Quando chovia forte, parecia que os céus estavam prontos para desabar sobre a sua cabeça. Os relâmpagos iluminavam a noite em flashes, que transformavam brevemente a noite em dia, distribuindo eclipses ao contrário.
Os trovões eram um caso à parte. Explodiam como bombas e duravam segundos eternos, desdobravam-se pela noite e sobrepondo em intensidade os sussurros malignos do vento.
Todas as noites de tempestade eram assustadoras.A luz do dia trazia a felicidade da sobrevivência. E a beleza. Algumas vezes a beleza dos raios de sol, sobre o cume verde da reserva, com as suas borboletas coloridas e a diversidade de pássaros cantando. Nos dias mais frios, a beleza dos nevoeiros matinais, transformando a reserva em um pedaço do paraíso na terra. Nestes dias, ele adorava sair da casa e caminhar entre as nuvens, como se fosse o próprio Deus ou um de seus anjos. A paz dos dias compensava as noites assustadoras.
Ele era feliz, na última casa da rua. Até começar a escutar coisas.
Não ventava e ele estava deitado à rede descansando o almoço, quando começou a escutar o murmúrio incompreensível. Lembrava o vento na copa das árvores, mas naquele momento nenhuma folha se mexia.
Ele saltou da rede assustado, caminhando na direção de onde o som parecia emanar, e chegou ao limite entre o seu quintal e a mata. Era de lá que vinha o cântico misterioso. Como se uma voz chiada o chamasse. Um vento inexistente sugando o ar para dentro do caminho das árvores.

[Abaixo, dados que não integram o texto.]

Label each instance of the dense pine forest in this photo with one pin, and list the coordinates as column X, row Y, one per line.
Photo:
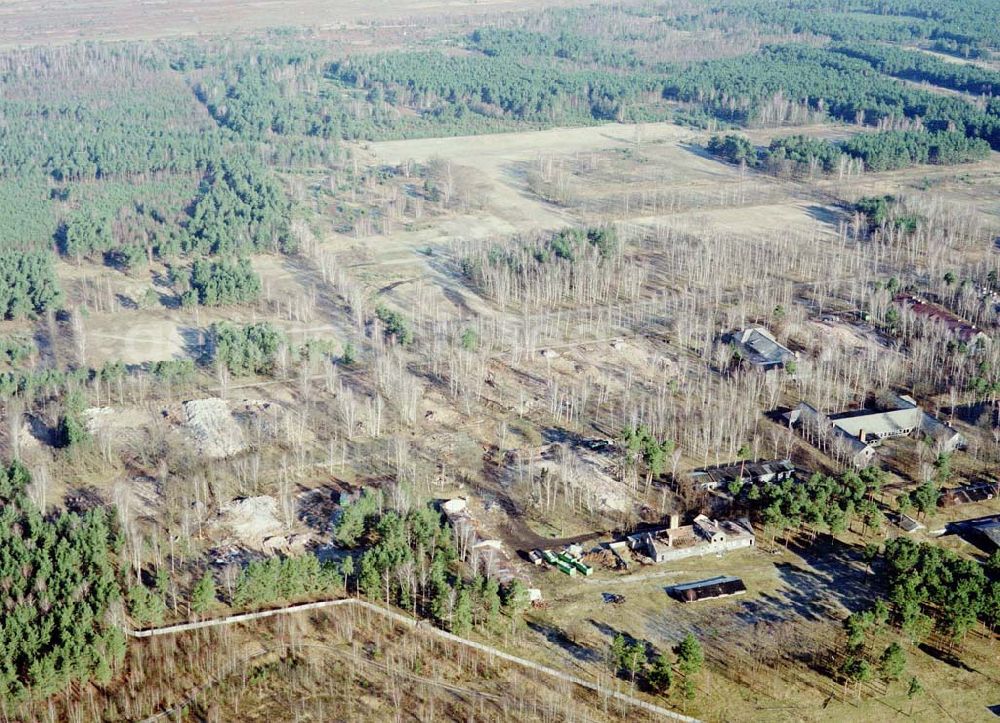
column 124, row 153
column 192, row 173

A sua mente assustada queria correr para dentro de casa, mas contra todos os seus instintos, sentiu-se atraído para dentro da mata. Um passo de cada vez, ele foi entrando na reserva, evitando os galhos caídos e ignorando a possibilidade de encontrar cobras ou aranhas pelo caminho. Ele olhava para frente, mas caminhava guiado pelos chiados que o chamavam e não pelos seus olhos.
As árvores iam crescendo de tamanho, e ele via cada vez menos o azul do céu, na medida em que se aprofundava na mata.
O chiado as vezes tornava-se difuso, parecendo emanar de todas as direções ao mesmo tempo, e em outras o puxava claramente para o interior da reserva. Havia perdido a noção de por quanto tempo caminhava, quando o som desapareceu.
Sentiu o verde das árvores girando em velocidade diante de seus olhos confusos, caindo sentado e tonto ao chão. Fechou os olhos por alguns segundos, e, quando os abriu novamente, estava sentado em meio a uma mata fechada e completamente sem noção de onde estaria o caminho de volta até a sua casa. Respirou fundo tentando controlar o desespero.
Estava perdido. Os sons que o haviam guiado terminaram em um silêncio completo. A mata agora o lembrava o interior de um caixão, sem que um único passaro cantasse, ou um único inseto emitisse qualquer ruído.
Ele lembrou-se da matéria que havia lido sobre os insetos. Sem cordas vocais, insetos são incapazes de ter voz. Os sons que emitem são obtidos esfregando diferentes partes do corpo. Parecia não haver um único inseto esfregando partes do corpo na mata, o que lhe parecia impossível. Pensou em gritar, apenas para certificar-se de que ainda possuía voz, mas desistiu. Temia o que sentiria caso não conseguisse. Era melhor não saber.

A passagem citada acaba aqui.